The local economy is based on coal. Coal extracted via strip mining--and especially Mountain Top Removal--forever change the landscape and pose serious environmental risks on the communities around them.(kftc.org) Coal miners then shop at Walmart. In this way, money generated in the region is funneled away. This is why the regions that generate more coal, have higher poverty rates.
FancherJ: I agree that Walmart shouldn't have to live up to higher standards than other companies, but as the largest retailer in America making extraordinary profits, they are definitely more able to provide a higher standard of living to their associates which represent the face of their corporation to their customers. It might slow down their growth, but I would say that it would be worth that cost for the non-economic benefits. That is not to disagree with you on the institutional disconnect and problems in America, but Walmart isn't powerless to help out their own.

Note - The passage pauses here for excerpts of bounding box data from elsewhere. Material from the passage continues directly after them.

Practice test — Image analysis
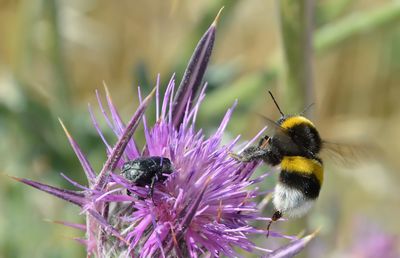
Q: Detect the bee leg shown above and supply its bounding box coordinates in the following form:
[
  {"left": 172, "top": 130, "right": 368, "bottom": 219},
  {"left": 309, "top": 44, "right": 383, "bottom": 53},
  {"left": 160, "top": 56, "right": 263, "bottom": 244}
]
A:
[
  {"left": 267, "top": 211, "right": 282, "bottom": 238},
  {"left": 258, "top": 135, "right": 271, "bottom": 148},
  {"left": 148, "top": 175, "right": 158, "bottom": 206},
  {"left": 230, "top": 146, "right": 269, "bottom": 162}
]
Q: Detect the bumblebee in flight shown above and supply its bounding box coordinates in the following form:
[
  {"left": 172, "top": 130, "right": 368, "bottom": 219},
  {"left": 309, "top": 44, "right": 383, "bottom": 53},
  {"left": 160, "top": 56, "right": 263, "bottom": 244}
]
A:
[{"left": 233, "top": 92, "right": 324, "bottom": 237}]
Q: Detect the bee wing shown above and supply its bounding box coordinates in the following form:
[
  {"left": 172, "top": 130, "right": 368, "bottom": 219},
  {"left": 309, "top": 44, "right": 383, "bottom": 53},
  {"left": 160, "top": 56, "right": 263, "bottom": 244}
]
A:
[
  {"left": 259, "top": 115, "right": 302, "bottom": 153},
  {"left": 321, "top": 140, "right": 376, "bottom": 167}
]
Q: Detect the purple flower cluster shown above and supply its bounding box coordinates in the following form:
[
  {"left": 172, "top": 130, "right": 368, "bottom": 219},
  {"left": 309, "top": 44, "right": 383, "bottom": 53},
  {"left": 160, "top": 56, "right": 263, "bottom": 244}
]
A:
[{"left": 15, "top": 9, "right": 316, "bottom": 257}]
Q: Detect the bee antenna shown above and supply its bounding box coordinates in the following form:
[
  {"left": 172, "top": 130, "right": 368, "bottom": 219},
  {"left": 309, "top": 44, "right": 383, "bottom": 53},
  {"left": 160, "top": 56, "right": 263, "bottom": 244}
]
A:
[
  {"left": 300, "top": 103, "right": 315, "bottom": 115},
  {"left": 268, "top": 90, "right": 285, "bottom": 116}
]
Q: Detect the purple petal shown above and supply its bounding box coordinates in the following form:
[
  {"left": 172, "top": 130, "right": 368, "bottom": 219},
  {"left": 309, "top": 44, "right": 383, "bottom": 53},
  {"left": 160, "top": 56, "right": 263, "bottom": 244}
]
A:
[
  {"left": 264, "top": 232, "right": 318, "bottom": 258},
  {"left": 49, "top": 220, "right": 86, "bottom": 231},
  {"left": 94, "top": 86, "right": 155, "bottom": 189},
  {"left": 11, "top": 176, "right": 87, "bottom": 207},
  {"left": 165, "top": 180, "right": 210, "bottom": 253},
  {"left": 173, "top": 9, "right": 222, "bottom": 128}
]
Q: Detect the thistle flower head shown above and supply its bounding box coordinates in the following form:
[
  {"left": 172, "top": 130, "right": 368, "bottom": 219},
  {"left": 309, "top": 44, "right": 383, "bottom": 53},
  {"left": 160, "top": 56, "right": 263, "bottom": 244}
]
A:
[{"left": 12, "top": 9, "right": 316, "bottom": 257}]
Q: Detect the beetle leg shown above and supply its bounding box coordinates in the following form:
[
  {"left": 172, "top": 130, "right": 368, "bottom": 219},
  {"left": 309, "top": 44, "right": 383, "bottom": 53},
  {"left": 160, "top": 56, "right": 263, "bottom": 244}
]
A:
[{"left": 149, "top": 175, "right": 158, "bottom": 206}]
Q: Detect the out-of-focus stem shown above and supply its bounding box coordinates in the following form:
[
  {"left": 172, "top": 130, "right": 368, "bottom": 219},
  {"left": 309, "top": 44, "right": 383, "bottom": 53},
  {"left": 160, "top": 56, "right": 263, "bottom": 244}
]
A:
[
  {"left": 314, "top": 1, "right": 400, "bottom": 53},
  {"left": 43, "top": 0, "right": 70, "bottom": 115},
  {"left": 279, "top": 0, "right": 314, "bottom": 113}
]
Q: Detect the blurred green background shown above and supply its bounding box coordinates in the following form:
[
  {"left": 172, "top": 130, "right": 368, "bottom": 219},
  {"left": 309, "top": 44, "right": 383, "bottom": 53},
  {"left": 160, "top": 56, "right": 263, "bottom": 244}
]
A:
[{"left": 0, "top": 0, "right": 400, "bottom": 257}]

Walmart is bad for America given the reasons debated. There was almost nothing convincing on the pro-Walmart side of the debate, while the other side had an abundance of information to back up the claim that "Walmart is bad for America". I personally will not shop at Walmart because I realize the harm that it has done to the American economy and culture. The individual has the power to choose where they buy, and I would encourage anyone who does not like Walmart to NOT shop there.
What this video has taught me is that, college students -- particularly the Ivy League types on view here -- can be REALLY annoying assholes.
That said, I visited eastern Texas earlier this year and, in every small town I visited, the businesses in each old downtown center square were boarded up and the only economic activity was at the WAL-MART out on the by-pass. WAL-MART is a blight on the world. I hope the world wakes up and sees them for what they are: Rapacious carpetbaggers who have decimated the retail landscape of America with their questionable business practices.